Chapter 3 Example box: Single subject ICA

Introduction

The aim of this example is to get a better feeling for the types of noise present in fMRI data, and to get some experience with recognising different ICA signal and noise components.

This example is based on tools available in FSL, and the file names and instructions are specific to FSL. However, similar analyses can be performed in other neuroimaging software packages.

Please download the dataset for this example here:

Data download

The dataset you downloaded contains two example output folders created after running ICA on data from a single subject. In the example below, we will visualise the single-subject ICA components and you will label the components manually (using the guidelines described in chapter 3). Then, you will compare your hand classification of the components to labels from semi automated classification tools.

Manual classification

To get an understanding of the influence of data quality and quantity on the performance of ICA, you are going to take a look at two different examples. This first example is using multiband data.

Open a command line terminal and change directory into the directory you have downloaded called 'Data_3.1' (using cd). We are now going to use FSLeyes to classify these components as signal or noise. Use the following command to open FSLeyes in "MELODIC mode":

fsleyes --scene melodic -ad Rest_MB6.feat/filtered_func_data.ica &

This simultaneously shows the spatial map, time course and power spectrum for each component, and we can use this information to perform the classifications, as explained in Chapter 3 of the primer. You can label the components as 'Signal', 'Movement' etc within this view. You can add multiple labels to the same component. Any component that does not have a 'Signal' or 'Unknown' label will be considered noise in the subsequent clean-up step.

Make sure melodic_IC is selected and click on the Load labels button in the melodic IC classification window and open the labels.txt file from the Rest_MB6.feat directory (it will show a message saying the the label file does not refer to the melodic directory, which is because we renamed it - click on Apply the labels to the current overlay). You will now see labels for all the components except for ten which are labeled as Unknown (in yellow).

Please have a look at these 10 and label each one as either Unclassified noise or as Signal (note that FSLeyes allows you to include more informative labels if you wish). Remember that the components you are looking at were obtained from a 15-minute run of multiband data, and no smoothing was applied during preprocessing. Once you have classified all of the components, please save your results by overwriting the labels.txt file and close FSLeyes.

Now close FSLeyes and open the following dataset (this is an example of non-multiband EPI data):

fsleyes --scene melodic -ad Rest_EPI.ica/filtered_func_data.ica &

Load the labels.txt file (in Rest_EPI.ica) in the same manner as before, and classify the 10 unknown components. Keep in mind that this is an older dataset that has much fewer timepoints, bigger voxel size and that smoothing has been performed during preprocessing. Again, save the results by overwriting labels.txt and close FSLeyes.
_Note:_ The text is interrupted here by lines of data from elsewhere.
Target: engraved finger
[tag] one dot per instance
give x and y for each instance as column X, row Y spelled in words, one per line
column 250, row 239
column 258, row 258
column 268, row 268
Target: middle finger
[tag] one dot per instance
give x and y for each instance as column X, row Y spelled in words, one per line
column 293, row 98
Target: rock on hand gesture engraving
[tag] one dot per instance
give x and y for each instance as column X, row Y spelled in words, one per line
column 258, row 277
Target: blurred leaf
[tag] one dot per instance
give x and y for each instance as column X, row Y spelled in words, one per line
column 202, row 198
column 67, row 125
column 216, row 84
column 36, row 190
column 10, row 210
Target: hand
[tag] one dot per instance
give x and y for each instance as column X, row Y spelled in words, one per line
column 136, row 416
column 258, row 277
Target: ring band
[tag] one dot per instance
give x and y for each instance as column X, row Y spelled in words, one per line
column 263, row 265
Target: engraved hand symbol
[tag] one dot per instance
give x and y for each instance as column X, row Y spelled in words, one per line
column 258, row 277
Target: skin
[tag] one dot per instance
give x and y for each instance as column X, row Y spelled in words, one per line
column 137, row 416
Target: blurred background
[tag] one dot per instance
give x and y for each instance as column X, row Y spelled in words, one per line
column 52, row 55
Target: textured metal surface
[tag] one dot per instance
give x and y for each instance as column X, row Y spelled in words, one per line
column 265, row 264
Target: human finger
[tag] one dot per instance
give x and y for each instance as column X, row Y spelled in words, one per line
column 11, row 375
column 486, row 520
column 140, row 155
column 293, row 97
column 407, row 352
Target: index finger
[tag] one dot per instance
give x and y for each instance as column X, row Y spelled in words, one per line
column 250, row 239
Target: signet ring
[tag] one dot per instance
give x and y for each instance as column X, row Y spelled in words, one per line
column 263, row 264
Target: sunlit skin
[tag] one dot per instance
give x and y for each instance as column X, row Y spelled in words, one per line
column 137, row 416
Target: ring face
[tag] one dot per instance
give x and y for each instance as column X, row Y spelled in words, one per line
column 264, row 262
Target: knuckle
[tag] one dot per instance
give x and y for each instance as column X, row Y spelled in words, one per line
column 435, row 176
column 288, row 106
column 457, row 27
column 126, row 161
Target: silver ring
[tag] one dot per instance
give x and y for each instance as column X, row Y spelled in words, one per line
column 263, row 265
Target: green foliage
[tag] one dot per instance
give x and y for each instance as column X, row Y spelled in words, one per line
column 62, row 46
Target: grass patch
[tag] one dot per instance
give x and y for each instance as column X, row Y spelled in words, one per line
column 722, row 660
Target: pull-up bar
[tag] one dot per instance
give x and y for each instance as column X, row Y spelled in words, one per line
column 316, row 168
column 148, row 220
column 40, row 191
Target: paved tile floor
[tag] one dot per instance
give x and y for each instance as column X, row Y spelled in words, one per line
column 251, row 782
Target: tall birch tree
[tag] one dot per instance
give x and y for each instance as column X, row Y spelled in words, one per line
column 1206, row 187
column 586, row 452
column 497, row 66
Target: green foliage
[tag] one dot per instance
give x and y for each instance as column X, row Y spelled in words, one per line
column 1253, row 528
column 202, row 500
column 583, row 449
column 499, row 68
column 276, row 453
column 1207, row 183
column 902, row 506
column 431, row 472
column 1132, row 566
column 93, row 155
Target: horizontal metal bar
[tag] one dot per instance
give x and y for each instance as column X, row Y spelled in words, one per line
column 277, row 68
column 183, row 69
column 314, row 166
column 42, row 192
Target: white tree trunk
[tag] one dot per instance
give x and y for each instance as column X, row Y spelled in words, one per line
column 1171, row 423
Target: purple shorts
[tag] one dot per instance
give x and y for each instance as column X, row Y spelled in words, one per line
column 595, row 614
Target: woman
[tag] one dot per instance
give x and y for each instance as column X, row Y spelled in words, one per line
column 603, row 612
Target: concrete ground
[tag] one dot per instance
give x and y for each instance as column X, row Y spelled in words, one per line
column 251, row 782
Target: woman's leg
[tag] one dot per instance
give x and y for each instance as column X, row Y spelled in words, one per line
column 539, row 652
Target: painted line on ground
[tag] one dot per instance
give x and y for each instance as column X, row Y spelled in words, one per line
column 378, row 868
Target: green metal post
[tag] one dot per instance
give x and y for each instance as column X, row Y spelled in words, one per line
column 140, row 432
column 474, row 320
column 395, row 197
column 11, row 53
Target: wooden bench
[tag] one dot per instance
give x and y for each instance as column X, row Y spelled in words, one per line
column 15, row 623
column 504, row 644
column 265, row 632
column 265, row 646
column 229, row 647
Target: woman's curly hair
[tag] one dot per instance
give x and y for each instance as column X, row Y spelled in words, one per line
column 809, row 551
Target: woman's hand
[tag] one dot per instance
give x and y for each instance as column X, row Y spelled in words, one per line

Removing noise components from the data (clean-up)

You will now "clean up" your data by removing the components that you classified as noise from your data. This is done using fsl_regfilt, which will regress the time courses of the noise components from the data.

We first need to get a list of IDs of the noise components:

tail -1 Rest_EPI.ica/labels.txt

Now we can pass this list of numbers to fsl_regfilt (in the command below, replace 1,2,3 with the output of the above command, making sure to remove the square brackets and to also remove all of the spaces between numbers):

fsl_regfilt -i Rest_EPI.ica/filtered_func_data.nii.gz -d Rest_EPI.ica/filtered_func_data.ica/melodic_mix -o Rest_EPI.ica/filtered_func_data_clean.nii.gz -f 1,2,3

This file creates a new version of the preprocessed dataset from this subject, which has any variance that can be explained by the components labelled as noise removed. This 'cleaned' dataset can now be used for subsequent analyses.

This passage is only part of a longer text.